While Midwest corn and soybean farmers waited for April’s muddy fields to dry for planting, southwest Idaho hop growers were already helping their crop reach for the sun. Corn and soybeans grow from tiny seeds each spring. Hop plants get a jump on the season by resprouting from sturdy roots.
As the first lobed and toothed leaves appear, sticky hairs on the stems attach to anything they can find to stretch toward the sky. Commercial hop growers in the Greenleaf-Wilder area of Idaho provide trellises and twine nearly 20 feet tall.

This is one of only four places in the U.S. where the crop is grown commercially. You might be tempted to call these champion climbers, “vines,” but botanists call them “bines.” Vines grip with curling tendrils; bines ascend using stiff hairs.

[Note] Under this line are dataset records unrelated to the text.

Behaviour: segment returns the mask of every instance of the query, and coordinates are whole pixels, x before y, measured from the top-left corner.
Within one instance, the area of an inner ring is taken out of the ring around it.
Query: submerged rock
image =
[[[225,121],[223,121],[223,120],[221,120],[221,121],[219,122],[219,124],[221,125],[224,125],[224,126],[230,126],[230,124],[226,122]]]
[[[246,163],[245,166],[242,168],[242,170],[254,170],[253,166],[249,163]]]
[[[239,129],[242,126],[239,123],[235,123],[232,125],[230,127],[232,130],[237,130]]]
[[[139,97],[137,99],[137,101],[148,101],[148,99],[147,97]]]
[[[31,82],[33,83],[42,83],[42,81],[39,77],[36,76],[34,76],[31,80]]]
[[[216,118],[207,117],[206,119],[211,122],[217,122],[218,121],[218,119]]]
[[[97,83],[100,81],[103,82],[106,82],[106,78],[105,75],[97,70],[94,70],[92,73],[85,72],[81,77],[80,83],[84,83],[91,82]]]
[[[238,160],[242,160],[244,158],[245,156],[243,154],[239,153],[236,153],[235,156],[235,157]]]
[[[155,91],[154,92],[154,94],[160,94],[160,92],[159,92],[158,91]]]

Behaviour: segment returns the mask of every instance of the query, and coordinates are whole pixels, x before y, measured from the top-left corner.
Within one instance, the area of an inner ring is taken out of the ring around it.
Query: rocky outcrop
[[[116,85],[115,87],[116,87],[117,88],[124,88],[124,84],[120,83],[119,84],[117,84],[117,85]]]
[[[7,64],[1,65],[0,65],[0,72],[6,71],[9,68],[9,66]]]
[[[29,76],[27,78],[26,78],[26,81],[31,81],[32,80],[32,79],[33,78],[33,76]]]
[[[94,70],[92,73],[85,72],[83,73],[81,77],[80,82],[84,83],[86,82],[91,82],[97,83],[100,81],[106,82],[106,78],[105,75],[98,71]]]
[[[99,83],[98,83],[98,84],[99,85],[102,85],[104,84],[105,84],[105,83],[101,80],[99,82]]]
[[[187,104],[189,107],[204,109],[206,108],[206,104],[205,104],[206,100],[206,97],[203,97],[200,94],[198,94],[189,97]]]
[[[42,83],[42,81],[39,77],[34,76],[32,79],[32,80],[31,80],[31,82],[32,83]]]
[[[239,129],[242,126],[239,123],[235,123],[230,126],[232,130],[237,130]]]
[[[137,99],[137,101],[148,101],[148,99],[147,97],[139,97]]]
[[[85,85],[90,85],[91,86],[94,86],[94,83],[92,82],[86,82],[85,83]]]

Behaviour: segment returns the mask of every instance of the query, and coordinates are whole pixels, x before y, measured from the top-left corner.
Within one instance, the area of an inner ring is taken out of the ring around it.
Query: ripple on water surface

This April, workers at Jackson Hop Farm rode across the hop yards while standing on a platform a dozen feet above the ground. A tractor pulled the contraption perpendicular to overhead wires that stretch among sturdy posts. As the tractor passed under a wire, five men on the platform each picked up a 20-foot long piece of twine from a supply hanging over the partition in front of him. Then five thickly-gloved hands executed a flip and a twist with a tuck and the end of the twine was tied to the wire.
Occasionally, one of the men missed his dally. A shout from the platform stopped the tractor and backed it up for another loop.

The platform cowboys weren’t the only ones wrangling hops. A ground team flowed in the wake of the tractor and tacked the other end of the twine to the ground.
As a left hand caught a swaying twine, a right hand aimed a driver loaded with an M-shaped metal clip.
Catch-point-set-step-push and another family of glossy new leaves had a home to grow on.
(This is a brand new hop yard, established just this past winter. Red straws marked the spot where each cluster of roots was to be buried.)
The crew will be back during May to teach the bines to climb, clockwise, to the top of the trellis. Hop plants only make right turns and always follow the clock.

By mid-June the plants will be nearing the tops of the trellises.
At harvest, long hallways of broad green leaves will be festooned with lighter green cones oozing with hoppy goodness. I wrote about the fragrant hop harvest for last fall's issue of Edible Idaho.